Even those who might never set foot in the city of Bellevue in their lives could potentially benefit from the first-of-its-kind study, too. That’s because Transoft’s software also aggregates data across all 80 cities it works with around the world, and uses that information to help make recommendations about road interventions that have actually worked.
“The more data we collect, the more we can partner with engineers to help recommend effective designs — not just for a single city, but for cities around the world,” said Charles Chung, vice president for transportation safety at Transoft. “We’re producing cameras, but we’re also producing a shared knowledge base that we’re able to share with other cities to save lives.”

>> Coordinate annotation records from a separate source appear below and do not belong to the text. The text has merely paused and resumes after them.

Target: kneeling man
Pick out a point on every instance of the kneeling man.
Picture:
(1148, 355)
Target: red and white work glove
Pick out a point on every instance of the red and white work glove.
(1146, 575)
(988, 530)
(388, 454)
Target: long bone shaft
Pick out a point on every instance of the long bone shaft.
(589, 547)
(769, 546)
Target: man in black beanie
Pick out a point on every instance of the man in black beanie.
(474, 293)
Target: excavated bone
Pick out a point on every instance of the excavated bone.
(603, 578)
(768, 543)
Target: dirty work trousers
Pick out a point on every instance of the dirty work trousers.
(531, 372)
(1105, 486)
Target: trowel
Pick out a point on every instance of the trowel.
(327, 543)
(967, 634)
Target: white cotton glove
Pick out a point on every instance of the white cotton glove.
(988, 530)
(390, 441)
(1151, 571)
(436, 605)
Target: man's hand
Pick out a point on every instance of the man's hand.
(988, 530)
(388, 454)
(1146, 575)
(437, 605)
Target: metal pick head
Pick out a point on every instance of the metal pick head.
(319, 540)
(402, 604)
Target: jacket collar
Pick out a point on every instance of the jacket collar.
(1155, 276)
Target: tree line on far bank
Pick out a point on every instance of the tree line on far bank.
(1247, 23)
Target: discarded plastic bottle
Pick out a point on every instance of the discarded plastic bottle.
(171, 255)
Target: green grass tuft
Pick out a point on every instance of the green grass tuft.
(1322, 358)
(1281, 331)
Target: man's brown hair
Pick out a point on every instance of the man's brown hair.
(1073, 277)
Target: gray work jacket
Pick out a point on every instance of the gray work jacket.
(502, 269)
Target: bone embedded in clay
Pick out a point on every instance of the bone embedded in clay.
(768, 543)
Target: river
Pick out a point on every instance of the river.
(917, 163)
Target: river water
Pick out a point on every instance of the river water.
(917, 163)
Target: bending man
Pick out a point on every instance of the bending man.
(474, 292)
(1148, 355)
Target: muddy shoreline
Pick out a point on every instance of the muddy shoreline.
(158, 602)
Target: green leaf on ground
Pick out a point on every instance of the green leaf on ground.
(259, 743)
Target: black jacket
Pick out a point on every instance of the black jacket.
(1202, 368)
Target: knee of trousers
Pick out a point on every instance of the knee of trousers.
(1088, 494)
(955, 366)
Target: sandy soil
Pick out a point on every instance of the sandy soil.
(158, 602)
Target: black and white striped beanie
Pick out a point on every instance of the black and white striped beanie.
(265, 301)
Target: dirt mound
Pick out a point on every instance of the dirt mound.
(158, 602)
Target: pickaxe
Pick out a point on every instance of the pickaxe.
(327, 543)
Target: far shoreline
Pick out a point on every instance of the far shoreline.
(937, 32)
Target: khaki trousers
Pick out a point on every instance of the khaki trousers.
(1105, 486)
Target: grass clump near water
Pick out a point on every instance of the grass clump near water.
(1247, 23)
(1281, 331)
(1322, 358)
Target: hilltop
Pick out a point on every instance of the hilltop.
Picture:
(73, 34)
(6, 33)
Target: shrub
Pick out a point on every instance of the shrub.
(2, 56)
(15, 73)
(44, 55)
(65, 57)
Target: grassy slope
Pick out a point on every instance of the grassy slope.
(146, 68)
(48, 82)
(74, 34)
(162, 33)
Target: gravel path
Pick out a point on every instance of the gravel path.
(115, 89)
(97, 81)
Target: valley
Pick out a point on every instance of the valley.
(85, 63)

The more data points are added to that pool, the easier it will be to predict dangerous driver behavior everywhre — and implement meaningful road changes to create “self-enforcing” streets that naturally prevent drivers from killing people, while lessening the need for police intervention for behaviors like speeding. That would support a major goal of the #DefundThePolice movement and make streets more accessible for people of color who face the terrifying possibility of state violence on our roadways every day.

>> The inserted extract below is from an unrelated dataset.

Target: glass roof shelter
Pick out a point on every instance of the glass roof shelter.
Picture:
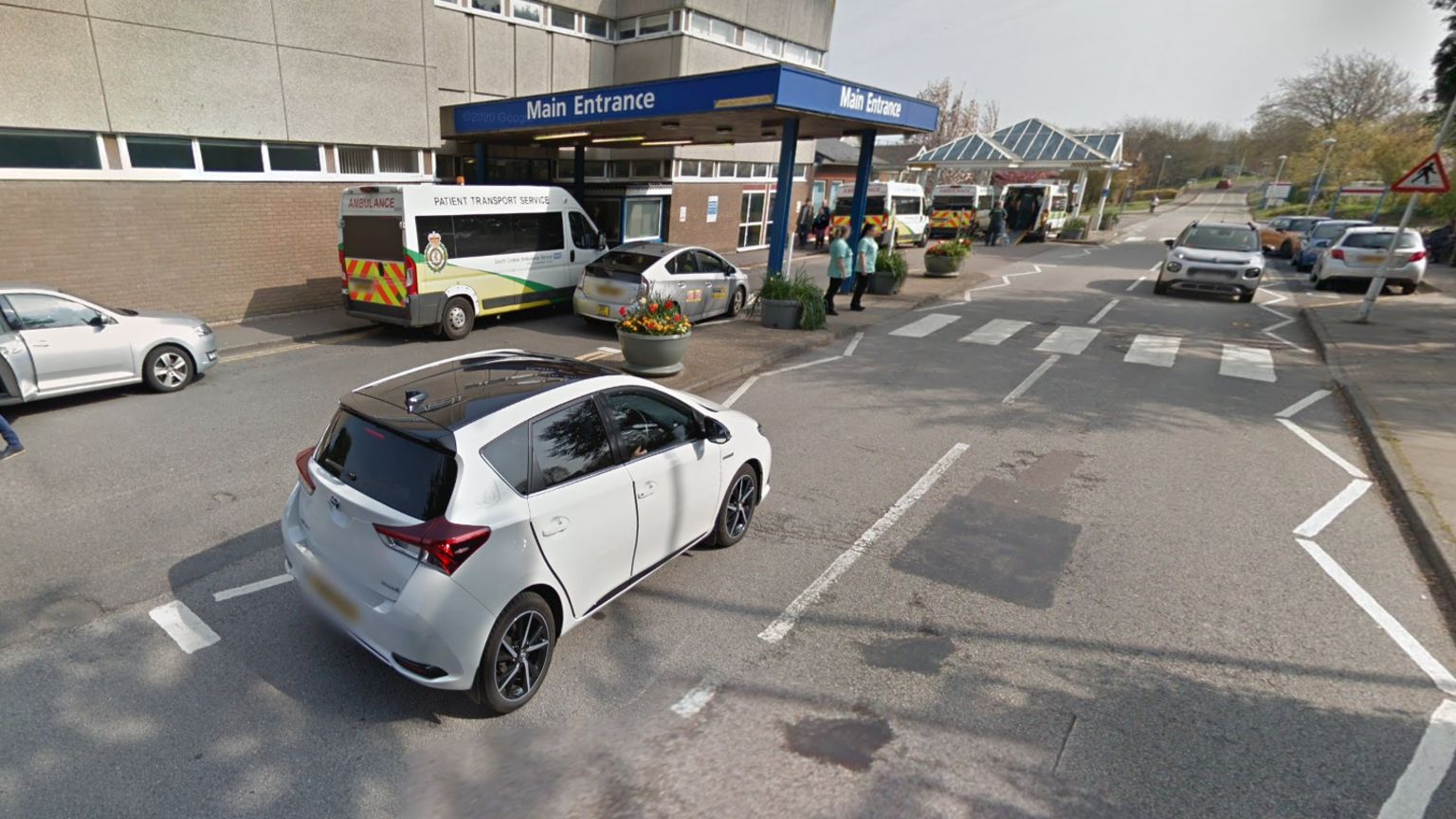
(766, 102)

“Collectively, as an industry, we don’t just want a data pool — we want a data lake,” said Loewenherz. “We want communities all over the world to be able to say, ‘I’ve got this kind of an intersection with these kinds of road features and these kinds of conflicts keep happening; which communities have something similar? What have they done? What’s worked?’…As a Vision Zero city that wants to end roadway deaths by 2030, we want to be proactive. We want to move beyond crashes as an indicator of where we should intervene. And now we can.”